The company, which develops lithium-ion vehicle batteries, is part of a wave of U.S. manufacturing businesses whose use of sophisticated technology calls for more highly skilled workers.
Romeo, which launched in August, has staffed up with 105 employees and plans to add 200 more manufacturing jobs this year. Most of its equipment is expected to be in place in July, manned not by the traditional blue-collar workers often associated with manufacturing but by a highly skilled labor force with engineering degrees or technical training.
“Jobs don’t exist for simple manufacturing anymore,” said Mark Schwager, Romeo’s chief production officer. “That’s essentially a thing of the past, and that’s being eliminated by automation and competitiveness across the world.”
U.S. manufacturing is in transition, as 20th century assembly line work gives way to automation. The challenge – which was underscored by President Donald Trump’s rise – is that many of those workers with 20th century skills are still in the workforce.
Los Angeles County lost almost 262,000 manufacturing jobs between 2000 and 2016, dropping to 353,100 from 615,000, according to studies by the Los Angeles County Economic Development Corp. Between 2014 and 2016, 13,400 manufacturing jobs left the county.
A recent LAEDC report forecasts an additional 1,400 will be lost over the next two years. Yet the average unemployment rate in the county was 5.1 percent last year, the lowest it’s been since 2007.
Kimberly Ritter-Martinez, an economist at the organization, said many of those blue-collar manufacturing jobs might be replaced in coming years by growth in high-tech industries. There are jobs in those industries, but companies are having trouble finding skilled machinists to fill them.
Romeo is one of those businesses, hiring electrical, thermal, and firmware engineers to work on the company’s removable lithium-ion battery packs. LAEDC says the average annual manufacturing wage in the county is $52,000. While Schwager would not disclose the wages of the people assembling his products, he did say in an email that Romeo “pays a premium over area and industry averages to ensure that we effectively compensate our personnel for their skills and ability to deliver value.”

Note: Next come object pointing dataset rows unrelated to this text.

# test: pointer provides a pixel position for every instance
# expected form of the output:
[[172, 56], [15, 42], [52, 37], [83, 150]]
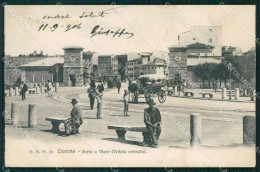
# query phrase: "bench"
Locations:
[[32, 90], [121, 131], [204, 95], [187, 93], [56, 121]]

Chief Executive Michael Patterson said the idea to make lithium-ion battery packs for electric vehicles came up in a conversation four years ago with co-founder Porter Harris in a café called Romeo in Greece. Harris, Romeo’s chief technology officer, formerly worked at Space Exploration Technologies Corp., or SpaceX, where he developed power packs for rockets, and also did a stint at electric car manufacturer Faraday Future as its chief battery architect.